We know this syntax is hard to work with and we are happy to review PRs if anyone in the community can figure out how to specify all the necessary requirements in a more user friendly way!

<a id="outputs"></a>
### Understanding model outputs

The model returns two files:
- PDB file with predicted structure (bfactors represent predicted lddt at each position)
- pytorch file with confidence metrics stored (can load with `torch.load(file, map_location="cpu")`)

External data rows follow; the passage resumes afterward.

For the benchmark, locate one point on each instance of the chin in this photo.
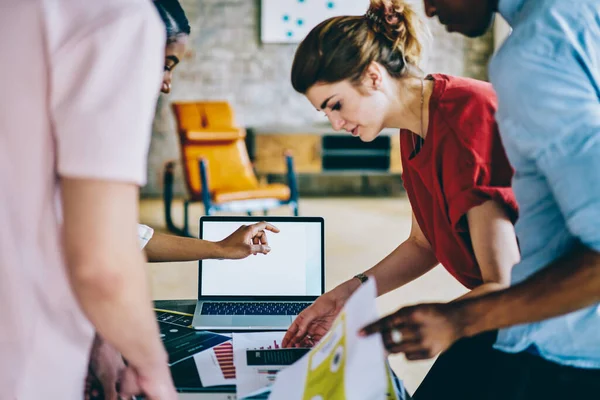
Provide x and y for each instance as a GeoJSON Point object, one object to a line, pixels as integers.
{"type": "Point", "coordinates": [368, 136]}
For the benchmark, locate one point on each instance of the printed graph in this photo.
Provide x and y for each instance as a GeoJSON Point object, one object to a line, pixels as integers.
{"type": "Point", "coordinates": [224, 354]}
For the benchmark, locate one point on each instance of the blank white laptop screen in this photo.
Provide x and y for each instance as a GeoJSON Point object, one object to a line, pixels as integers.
{"type": "Point", "coordinates": [292, 268]}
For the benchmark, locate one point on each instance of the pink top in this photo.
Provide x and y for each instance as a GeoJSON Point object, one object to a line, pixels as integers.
{"type": "Point", "coordinates": [79, 85]}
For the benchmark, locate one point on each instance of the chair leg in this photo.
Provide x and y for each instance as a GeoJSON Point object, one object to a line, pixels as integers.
{"type": "Point", "coordinates": [168, 198]}
{"type": "Point", "coordinates": [186, 225]}
{"type": "Point", "coordinates": [292, 183]}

Here are the confidence metrics:

1. plddts, tensor with node-wise plddt for each node in the prediction
2. pae, a LxL tensor where the model predicts the error of every j position if the ith position's frame is aligned (or atom frame for atom nodes)
3. pde, a LxL tensor where the model predicts the unsigned error of the each pairwise distance
4. mean_plddt, the mean over all the plddts
5. mean_pae, the mean over all pairwise predicted aligned errors
6. pae_prot, the mean over all pairwise protein residues
7. pae_inter, the mean over all the errors of protein residues with respect to atom frames and atom coordinates with respect to protein frames. **This was the primary confidence metric we used in the paper and expect cases with pae_inter <10 to have high quality docks.**

<a id="conclusion"></a>
### Conclusion
We expect that RFAA will continue to improve and will share new models as we create them. Additionally, we are excited to see how the community uses RFAA and RFdiffusionAA and would love to get feedback and review PRs as necessary.